Greek Form Guide

δίκαιος (dikaios) in Romans 3:10: Adjective Nominative Singular Masculine

δίκαιος (dikaios) in Romans 3:10

Textual Witness

δίκαιος dikaios Adjective Nominative Singular Masculine

The witness reads δίκαιος in Romans 3:10 within the clause Οὐκ ἔστι δίκαιος οὐδὲ εἷς, so the form is part of a direct denial.

How The Form Affects Interpretation

The form sharpens the verse into a direct predicate claim: no one is righteous.

How To Communicate It

When translating or teaching, keep the focus on the clause's denial of righteousness, not on the morphology as if it were the main point.

What Not To Say

  • Grammatical form should serve context, not override it.
  • Do not turn masculine agreement into a theological gender claim.
  • Do not overread case or number beyond the clause's visible function.

What Does The Label Mean?

Part of Speech

Adjective: the word describes a noun or stands with a verb to qualify a person or thing as just or righteous.

Case

Nominative: the form commonly marks a subject or a predicate adjective, and here it fits the clause's statement about who is righteous.

Number

Singular: the form is grammatically singular in this occurrence, matching the clause's one-by-one claim that no single person is in view as righteous.

Gender

Masculine: the form belongs to the masculine grammatical class here, which reflects agreement in the phrase and does not by itself make a gendered theological claim.

What The Form Does In This Verse

Attached To

ἔστι and the clause οὐκ ἔστι δίκαιος οὐδὲ εἷς

Governed By

The adjective is governed by the existential statement with ἔστι and functions as the clause's predicate description, not as a separate noun.

Role In The Phrase

It identifies the quality denied in the statement: there is no righteous one, or no one who counts as righteous in the clause's claim.

What It Is Not Doing

It does not name a different person or create a new subject, and it does not by itself decide the larger argument beyond the clause.

How Much The Form Matters Here

Interpretive Weight

High: The adjective carries the quality denied in Paul's scriptural indictment: no one is righteous.

Syntax Profile

Nominative singular masculine adjective in a negated existential clause. names the quality denied of any person in the clause. Attached to the clause saying there is none righteous. Governed by the negated existential verb in Romans 3:10. The adjective is central to the clause, but Paul's full argument defines the scope and theological weight.

Reader Question

What quality does the citation deny? It denies that there is anyone righteous.

Translation Effect

Direct: The adjective directly supports renderings such as "righteous" or "just" in the negated clause.

Where Caution Is Needed

The singular form works with the one-by-one denial and should not be narrowed to one individual. Masculine agreement should not be read as male-only reference. The verse states a universal negative in Paul's argument, not a grammar puzzle.

Fallacies To Avoid

Singular adjective limits the claim to one person: The singular form works within the phrase "not even one" and supports the universal denial. masculine form means males only: The masculine form is grammatical and should not restrict the scope to males.
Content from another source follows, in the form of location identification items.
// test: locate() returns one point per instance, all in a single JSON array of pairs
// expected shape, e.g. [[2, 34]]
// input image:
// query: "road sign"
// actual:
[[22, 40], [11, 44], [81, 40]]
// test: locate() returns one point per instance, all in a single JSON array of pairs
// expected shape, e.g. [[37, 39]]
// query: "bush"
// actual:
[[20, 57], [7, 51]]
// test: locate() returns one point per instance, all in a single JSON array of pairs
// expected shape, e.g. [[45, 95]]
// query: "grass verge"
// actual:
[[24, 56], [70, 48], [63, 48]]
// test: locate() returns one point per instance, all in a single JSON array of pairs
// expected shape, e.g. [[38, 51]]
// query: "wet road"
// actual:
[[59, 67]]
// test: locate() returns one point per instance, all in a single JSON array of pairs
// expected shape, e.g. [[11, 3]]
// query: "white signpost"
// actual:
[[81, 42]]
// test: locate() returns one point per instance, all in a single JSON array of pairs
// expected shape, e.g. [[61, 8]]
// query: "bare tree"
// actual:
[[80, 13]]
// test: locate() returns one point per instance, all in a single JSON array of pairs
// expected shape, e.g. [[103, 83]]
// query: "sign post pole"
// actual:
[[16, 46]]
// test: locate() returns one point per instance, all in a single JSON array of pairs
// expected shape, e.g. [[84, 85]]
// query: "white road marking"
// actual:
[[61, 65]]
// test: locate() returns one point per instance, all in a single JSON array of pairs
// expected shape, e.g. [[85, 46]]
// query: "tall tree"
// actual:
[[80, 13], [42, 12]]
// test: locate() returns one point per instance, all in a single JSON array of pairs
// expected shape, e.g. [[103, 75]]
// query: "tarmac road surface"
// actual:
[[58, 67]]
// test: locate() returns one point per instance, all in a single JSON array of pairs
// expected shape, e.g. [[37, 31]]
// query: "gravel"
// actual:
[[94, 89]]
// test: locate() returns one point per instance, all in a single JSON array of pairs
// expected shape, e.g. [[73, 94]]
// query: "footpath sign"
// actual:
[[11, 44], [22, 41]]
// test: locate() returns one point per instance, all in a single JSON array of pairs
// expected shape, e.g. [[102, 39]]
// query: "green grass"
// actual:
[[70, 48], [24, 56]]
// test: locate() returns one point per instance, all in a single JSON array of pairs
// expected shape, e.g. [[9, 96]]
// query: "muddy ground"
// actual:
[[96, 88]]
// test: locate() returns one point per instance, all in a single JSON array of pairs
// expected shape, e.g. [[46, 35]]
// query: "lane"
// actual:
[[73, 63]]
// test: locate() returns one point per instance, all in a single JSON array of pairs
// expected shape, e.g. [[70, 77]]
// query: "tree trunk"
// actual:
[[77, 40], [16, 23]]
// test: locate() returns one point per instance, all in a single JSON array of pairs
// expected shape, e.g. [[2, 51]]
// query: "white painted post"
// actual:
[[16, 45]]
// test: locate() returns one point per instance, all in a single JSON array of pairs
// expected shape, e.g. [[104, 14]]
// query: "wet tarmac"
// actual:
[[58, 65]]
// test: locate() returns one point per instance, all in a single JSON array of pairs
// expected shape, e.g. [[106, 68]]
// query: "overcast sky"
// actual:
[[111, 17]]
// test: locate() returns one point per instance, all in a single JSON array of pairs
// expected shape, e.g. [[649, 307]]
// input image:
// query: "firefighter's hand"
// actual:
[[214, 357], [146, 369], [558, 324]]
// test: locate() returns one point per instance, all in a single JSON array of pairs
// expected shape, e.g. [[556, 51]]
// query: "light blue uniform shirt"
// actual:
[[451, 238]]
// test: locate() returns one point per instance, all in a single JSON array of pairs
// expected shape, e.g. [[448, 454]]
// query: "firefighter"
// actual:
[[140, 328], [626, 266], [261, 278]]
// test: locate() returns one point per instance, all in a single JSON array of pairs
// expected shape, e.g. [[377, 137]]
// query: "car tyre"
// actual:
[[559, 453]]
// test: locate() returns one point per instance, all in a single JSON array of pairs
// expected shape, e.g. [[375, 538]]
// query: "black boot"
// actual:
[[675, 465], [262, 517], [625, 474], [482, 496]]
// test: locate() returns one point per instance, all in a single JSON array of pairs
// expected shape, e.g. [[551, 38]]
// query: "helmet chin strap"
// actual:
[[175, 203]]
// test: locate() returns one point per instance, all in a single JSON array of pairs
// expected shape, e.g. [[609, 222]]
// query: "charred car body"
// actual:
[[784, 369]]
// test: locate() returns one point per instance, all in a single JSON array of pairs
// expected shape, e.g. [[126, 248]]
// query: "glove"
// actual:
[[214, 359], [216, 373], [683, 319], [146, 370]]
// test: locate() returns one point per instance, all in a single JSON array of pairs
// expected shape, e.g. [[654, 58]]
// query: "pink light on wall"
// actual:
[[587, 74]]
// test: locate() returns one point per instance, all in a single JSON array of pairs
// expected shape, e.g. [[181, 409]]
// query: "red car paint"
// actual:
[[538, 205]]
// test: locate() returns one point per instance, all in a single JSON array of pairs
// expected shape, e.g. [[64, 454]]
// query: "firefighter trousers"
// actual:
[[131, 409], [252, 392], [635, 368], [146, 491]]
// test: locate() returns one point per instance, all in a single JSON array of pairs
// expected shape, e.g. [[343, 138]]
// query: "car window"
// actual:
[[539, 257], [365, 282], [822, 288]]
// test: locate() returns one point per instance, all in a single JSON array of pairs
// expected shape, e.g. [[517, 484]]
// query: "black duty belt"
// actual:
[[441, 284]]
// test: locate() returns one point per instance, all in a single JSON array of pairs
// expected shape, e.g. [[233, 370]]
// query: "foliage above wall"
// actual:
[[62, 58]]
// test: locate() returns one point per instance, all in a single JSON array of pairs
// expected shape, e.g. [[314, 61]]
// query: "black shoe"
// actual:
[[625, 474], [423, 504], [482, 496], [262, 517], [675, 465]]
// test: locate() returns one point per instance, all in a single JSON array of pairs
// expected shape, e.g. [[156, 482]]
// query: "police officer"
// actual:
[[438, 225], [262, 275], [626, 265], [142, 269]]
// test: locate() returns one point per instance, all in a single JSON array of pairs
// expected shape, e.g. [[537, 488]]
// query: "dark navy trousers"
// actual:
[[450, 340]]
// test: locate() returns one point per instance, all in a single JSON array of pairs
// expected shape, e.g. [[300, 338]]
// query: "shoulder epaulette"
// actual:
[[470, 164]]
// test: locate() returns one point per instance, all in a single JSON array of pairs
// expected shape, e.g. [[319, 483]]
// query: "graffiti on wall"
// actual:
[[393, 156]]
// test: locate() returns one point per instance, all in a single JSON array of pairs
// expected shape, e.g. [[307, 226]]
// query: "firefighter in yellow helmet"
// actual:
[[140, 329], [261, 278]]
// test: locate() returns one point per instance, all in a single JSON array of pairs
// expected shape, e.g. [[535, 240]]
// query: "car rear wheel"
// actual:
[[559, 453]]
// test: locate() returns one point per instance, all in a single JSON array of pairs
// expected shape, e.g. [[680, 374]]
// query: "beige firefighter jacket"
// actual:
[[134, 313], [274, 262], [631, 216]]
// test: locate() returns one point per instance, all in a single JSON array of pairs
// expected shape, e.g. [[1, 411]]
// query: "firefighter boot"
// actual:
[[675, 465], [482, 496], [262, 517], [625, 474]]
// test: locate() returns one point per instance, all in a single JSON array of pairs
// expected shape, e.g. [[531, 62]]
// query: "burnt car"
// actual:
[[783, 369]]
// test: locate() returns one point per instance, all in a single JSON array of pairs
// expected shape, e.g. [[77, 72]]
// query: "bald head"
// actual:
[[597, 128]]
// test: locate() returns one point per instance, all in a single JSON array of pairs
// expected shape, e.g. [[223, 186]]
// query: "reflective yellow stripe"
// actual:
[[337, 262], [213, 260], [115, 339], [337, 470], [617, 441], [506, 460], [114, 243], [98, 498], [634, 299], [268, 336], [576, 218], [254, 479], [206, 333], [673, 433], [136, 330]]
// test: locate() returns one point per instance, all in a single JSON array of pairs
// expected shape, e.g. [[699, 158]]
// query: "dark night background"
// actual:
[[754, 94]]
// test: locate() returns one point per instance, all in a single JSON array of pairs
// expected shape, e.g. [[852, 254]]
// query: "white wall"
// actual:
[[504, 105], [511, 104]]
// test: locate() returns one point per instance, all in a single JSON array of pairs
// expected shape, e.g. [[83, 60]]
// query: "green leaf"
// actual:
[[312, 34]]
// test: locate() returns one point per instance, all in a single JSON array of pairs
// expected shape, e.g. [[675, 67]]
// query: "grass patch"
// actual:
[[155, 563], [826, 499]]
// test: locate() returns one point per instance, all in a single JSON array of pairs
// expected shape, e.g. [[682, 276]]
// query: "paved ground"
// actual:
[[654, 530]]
How The Interpretation Is Derived

Textual Witness

The witness reads δίκαιος in Romans 3:10 within the clause Οὐκ ἔστι δίκαιος οὐδὲ εἷς, so the form is part of a direct denial.

Lexical Identity

The lemma δίκαιος means just or righteous, and that basic sense is the resource the verse draws on.

Grammar In Context

As a nominative singular masculine adjective with ἔστι, it functions naturally as a predicate description of the clause's subject idea: no one is righteous.

Passage Meaning

In this verse the grammar supports a universal negative claim about human righteousness, expressed plainly and compactly.

Canonical Fit

The wording fits the broader biblical pattern that righteousness is a serious moral category, while this verse states its absence among all persons.

Communication Use

For readers and teachers, the form helps present the verse as a clear, direct statement rather than a hidden or technical label.

Do Not Derive

Do not derive a claim that the masculine form refers only to males, or that grammar alone settles every theological question in the passage.